MTV Greece used to air mainly British, American and Greek music, MTV original shows like Date My Mom, Made, Nitro Circus, Room Raiders, America's Most Smartest Model, etc. subtitled in Greek, as well as three Greek shows (Hitlist Hellas, MTV Pulse, MTV Take 20). It was available on terrestrial television in Athens and via satellite to the rest of the country with its signal reach up to Cyprus. MTV also launched MTV Plus, a regional spin-off channel based in Thessaloniki.

MTV Greece's launch event took place in Panathenaic Stadium on 5 October 2008 with live performances from R.E.M., Kaiser Chiefs, Gabriella Cilmi, and C Real. The concert was also broadcast live in Italy, France, Portugal and Spain on MTV. On 9 October 2009 MTV organized the first MTV Day, a celebration for the 1 year of airing in Greece.

MTV held a concert at the O.A.C.A. Olympic Indoor Hall, in Athens, with quests Myronas Stratis, Professional Sinnerz, Moral, Aloha From Hell and Tokyo Hotel.

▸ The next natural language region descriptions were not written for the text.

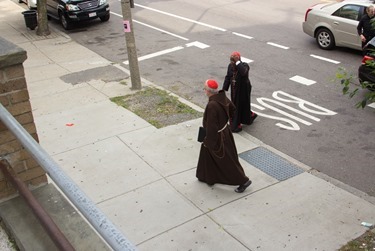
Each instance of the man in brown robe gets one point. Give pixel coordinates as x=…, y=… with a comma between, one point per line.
x=218, y=159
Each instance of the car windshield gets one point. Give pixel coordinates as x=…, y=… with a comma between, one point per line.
x=349, y=11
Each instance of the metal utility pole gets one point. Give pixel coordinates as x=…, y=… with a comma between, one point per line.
x=130, y=43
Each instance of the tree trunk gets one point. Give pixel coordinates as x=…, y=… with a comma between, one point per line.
x=43, y=29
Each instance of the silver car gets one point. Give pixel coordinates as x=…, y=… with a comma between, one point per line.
x=335, y=24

The concert was recorded and was later shown on the MTV World Stage.

A high-definition feed of the channel was launched on 17 October 2011.

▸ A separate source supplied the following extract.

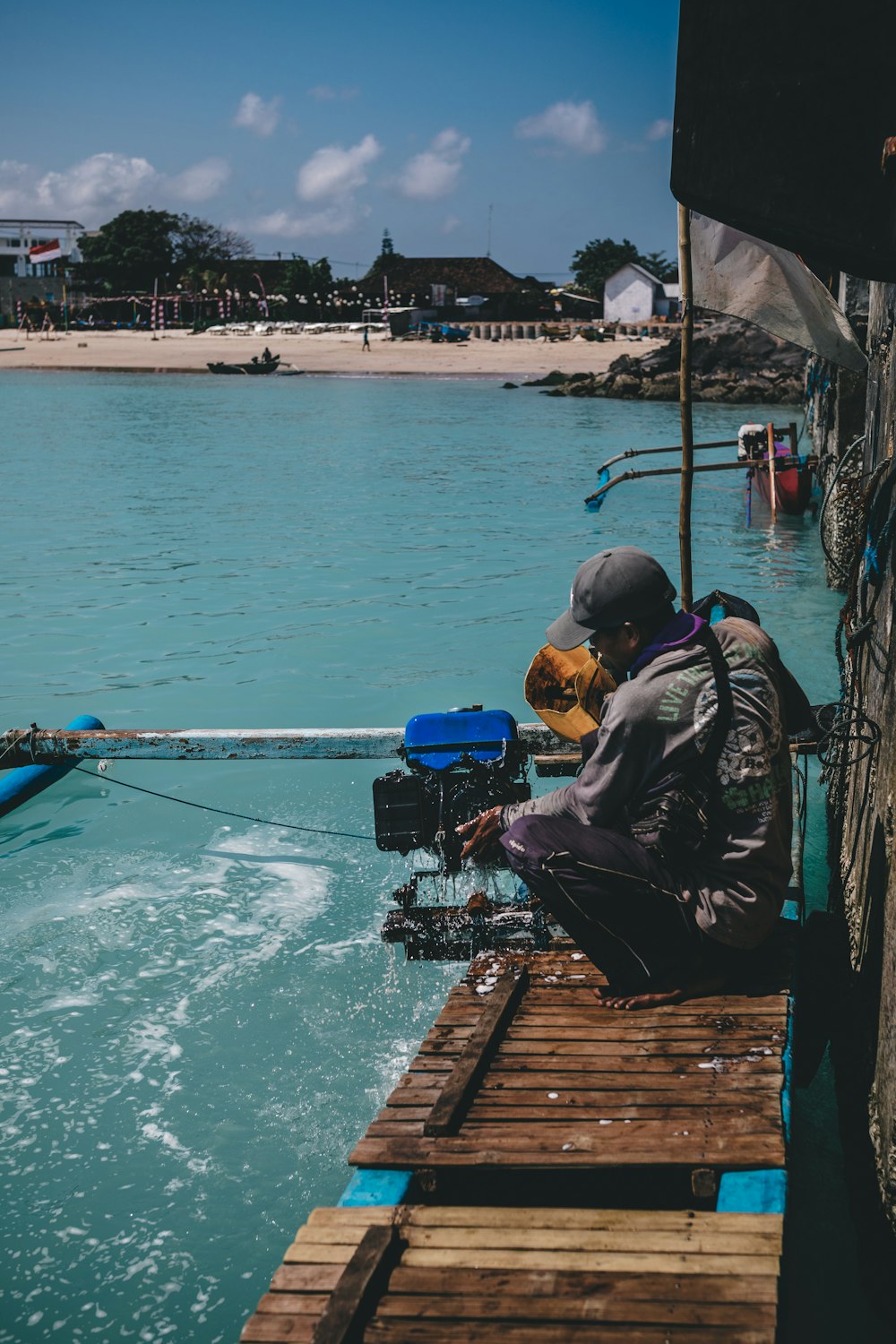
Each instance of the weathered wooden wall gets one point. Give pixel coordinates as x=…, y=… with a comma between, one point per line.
x=863, y=774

Closed on 11 January 2016 and replaced by Rise.

==Programming==
The channel combined local and international music, and aired international MTV shows (with Greek subtitles) including Jackass, Pimp My Ride, When I Was 17, If You Really Knew Me, My Super Sweet 16, Viva La Bam, Life of Ryan, 16 and Pregnant, as well as some original content produced exclusively for Greece.

===Local shows===
- Clip of the Week
- Every Day Girls! – Weekly show focuses on girls, fashion, horoscopes, entertainment and celebrity news and interviews.
- Game On – Weekly show focuses on video games.
- Headbangers Ball – Heavy metal music videos and news.
- Mission Lydia – Entertainment program hosted by Lydia Papaioannou.
- MTV City Life
- MTV Coolwave Challenges
- MTV Greeklips
- MTV New Generation
- MTV News – Music and entertainment news updates.
- MTV Summer Clash
- MTV Show Us Your Style
- MTV Take 20 – Weekly show focuses on movie news, trailers, interviews and a look at the latest new releases.
- myMTV
- Only Hits
- Party Zone
- Wake Up with MTV
- Yo! MTV Raps
- Your Noise Daily
- Your Noise Live – Daily variety program with music, news, games and interviews.

==Presenters and VJs==
- Nafsika Lalioti
- Katerina Tsavalou
- Lydia Papaioannou
- Konstantinos Koutsoumpas
- Vanessa Christodoulou
- Orfeas Spiliotopoulos
- Thomas Protopapas
- Vasiliki Arvanitaki
- Estel Ameti
- Marianthi Mpairaktari
- Myrto Kazi
- Giorgos Satsidis
- Spiros Margaritis

==Spinoff channels==
===MTV Plus===

Launched on 18 October 2009, MTV Plus was a regional channel available in Thessaloniki. Its programming was similar to its sister channel MTV Greece. On 13 December 2011 it was replaced by Nickelodeon Plus.

===MTV Music===

Launched on 7 October 2009, MTV Music was a 24-hour music channel playing non-stop music videos, live performances and artist interviews. It closed on 2011 and was replaced by MTV Greece and, from 17 October 2011, MTV HD.

==MTV HD==
MTV HD was launched on 17 October 2011 on OTE TV.

==Closure==
MTV was closed from Greece territories on 11 January 2016 and replaced by Rise.